Call it mandatory R&R. Sen. Jim Webb (D., Va.) wants to give our warriors a break from the battlegrounds — no matter what.

He has introduced an amendment (S. 2001) to the Defense authorization bill that would bar any unit — or any individual soldier, sailor, airman, or Marine — from returning to service in Iraq or Afghanistan unless they’ve been rested at home for at least as long as their last stint “over there.” He also would bar the Pentagon from sending over any unit or member of the Reserves (National Guard included) that’s been deployed within the last three years.

It’s only natural to want to reduce war’s stress on our troops and their families. But the Webb amendment is a pernicious way to go about it.

For starters, it would fundamentally alter how America fights wars. The Constitution pegs the president, and only the president, as our nation’s commander-in-chief. Decisions on how we fight our wars — both in terms of grand strategy and in the details concerning troop deployments and rotation schedules — are to be made in the Oval Office, not under the Capitol dome.

Beyond the little matter of unconstitutional encroachment of power, there’s another problem with Webb’s amendment: It’s unrealistic. As a war veteran, Webb surely knows that armies rarely go into battle with all the equipment, people, and preparation they need. Had the idealistic rotation schedule Webb desires held sway earlier, Americans would have never fought at Trenton, Cantigny, the Battle of the Bulge, or the Chosin Reservoir.

No army can fight and win with these kinds of restrictions. Even with a “safety valve” — a in event of military necessity — the arrangement would be unworkable. Inevitably, waiver criteria — and the intent to exercise the waiver option — would be highly controversial. And delays in obtaining waivers could cost lives.

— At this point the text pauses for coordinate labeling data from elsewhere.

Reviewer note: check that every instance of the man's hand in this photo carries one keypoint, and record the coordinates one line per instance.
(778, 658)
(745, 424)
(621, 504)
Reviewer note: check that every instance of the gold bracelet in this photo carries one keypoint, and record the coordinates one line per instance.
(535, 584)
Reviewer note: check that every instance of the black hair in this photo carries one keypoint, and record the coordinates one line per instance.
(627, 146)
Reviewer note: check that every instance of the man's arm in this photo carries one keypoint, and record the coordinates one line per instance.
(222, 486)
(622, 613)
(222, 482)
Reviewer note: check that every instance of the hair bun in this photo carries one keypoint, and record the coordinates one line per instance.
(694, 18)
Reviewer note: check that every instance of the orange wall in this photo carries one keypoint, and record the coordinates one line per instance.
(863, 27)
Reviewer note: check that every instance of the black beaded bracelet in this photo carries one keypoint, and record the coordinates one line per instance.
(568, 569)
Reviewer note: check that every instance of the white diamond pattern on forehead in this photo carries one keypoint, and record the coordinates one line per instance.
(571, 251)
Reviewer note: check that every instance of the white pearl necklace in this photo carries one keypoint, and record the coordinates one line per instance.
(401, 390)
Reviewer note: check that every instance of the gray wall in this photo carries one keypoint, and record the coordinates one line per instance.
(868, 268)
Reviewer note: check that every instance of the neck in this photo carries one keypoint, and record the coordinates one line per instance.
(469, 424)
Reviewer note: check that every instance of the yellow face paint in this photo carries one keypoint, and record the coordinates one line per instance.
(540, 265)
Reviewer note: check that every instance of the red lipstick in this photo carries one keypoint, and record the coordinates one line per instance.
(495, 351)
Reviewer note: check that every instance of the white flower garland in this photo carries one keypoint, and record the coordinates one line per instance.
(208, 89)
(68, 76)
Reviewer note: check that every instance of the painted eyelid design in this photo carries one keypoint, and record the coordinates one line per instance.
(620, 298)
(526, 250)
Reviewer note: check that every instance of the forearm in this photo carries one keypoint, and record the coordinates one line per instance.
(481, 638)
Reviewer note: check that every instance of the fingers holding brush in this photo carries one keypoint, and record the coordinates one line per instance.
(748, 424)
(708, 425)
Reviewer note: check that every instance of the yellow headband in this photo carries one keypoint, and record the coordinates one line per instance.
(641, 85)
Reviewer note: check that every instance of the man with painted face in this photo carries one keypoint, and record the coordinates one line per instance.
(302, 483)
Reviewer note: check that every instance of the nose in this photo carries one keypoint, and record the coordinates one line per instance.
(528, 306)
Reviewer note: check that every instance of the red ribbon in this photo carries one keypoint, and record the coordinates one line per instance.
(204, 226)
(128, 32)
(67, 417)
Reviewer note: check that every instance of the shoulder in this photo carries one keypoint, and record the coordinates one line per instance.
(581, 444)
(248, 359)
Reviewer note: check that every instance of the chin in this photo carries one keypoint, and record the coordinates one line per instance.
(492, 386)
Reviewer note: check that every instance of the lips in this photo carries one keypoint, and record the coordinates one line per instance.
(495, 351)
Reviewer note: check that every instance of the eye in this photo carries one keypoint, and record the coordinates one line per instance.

The Webb amendment offers a waiver only in the event of an “operational emergency posing a vital threat to national security interests.” To get a waiver, the president would have to certify to Congress that the desired deployment is necessary. But “necessary” is not defined, leaving any waiver open to debate — and doubt — at the very time when national security is seriously jeopardized. The amendment serves to undermine the commanderin-chief’s capacity to defend the nation.

No one is more highly motivated to “take better care of the troops” than their commanders. And they are already doing their best in this regard:

‐ Current Army policy, which allows soldiers to be deployed 15 months instead of the previous12-month limit, stipulates that they receive no less than one year at home. And, as with previous extensions, soldiers receive extra pay ($1,000 per month) or additional time off for each month beyond 12 spent in combat.

‐ The existing policy for members of the Reserve Component is one year deployed and five years stateside, unless the soldier volunteers for repeat tours.

‐ Active-duty Marines are sent on seven-month combat tours with six months at home between deployments.

Certainly America is asking much of its ground forces. But an Associated Press analysis of Pentagon records found just last month that 45 percent of our Marines and more than a third (37 percent) of our Army soldiers have never been deployed to combat zones.

There are reasons these forces haven’t been sent to the battlefield. They may not have the specialized skills required to accomplish the specific missions needed. Perhaps their specialized skills are better employed elsewhere overseas. Whatever the reasons, they would be trumped by Webb’s clumsy amendment, which would require commanders to make operational deployment decisions based on arbitrary time limits rather than battlefield needs.

In April, Defense Secretary Gates told reporters that, if he hadn’t been able to extend the standard tour length to 15 months, he would have been forced to send five Army brigades to Iraq before their year at home was up. The 15-month tour length, he said, was a fairer approach, one in which all soldiers share an equal burden.

The Webb amendment would produce the opposite effect, sending many soldiers overseas far sooner than the Pentagon had planned. The recent decision to extend some tours by three months lets military leaders extend the time between rotations and the number of troops they need in the pipeline. That, in turn, slows the pace of deployments and relieves pressure on the force overall.

But, then, the Webb amendment isn’t really aimed at relieving troop stress. It’s much more about ratcheting up the pressure — on the commander-in-chief and our troops — to cut and run from Iraq.

James Jay Carafano is senior research fellow on national-security issues at the Heritage Foundation.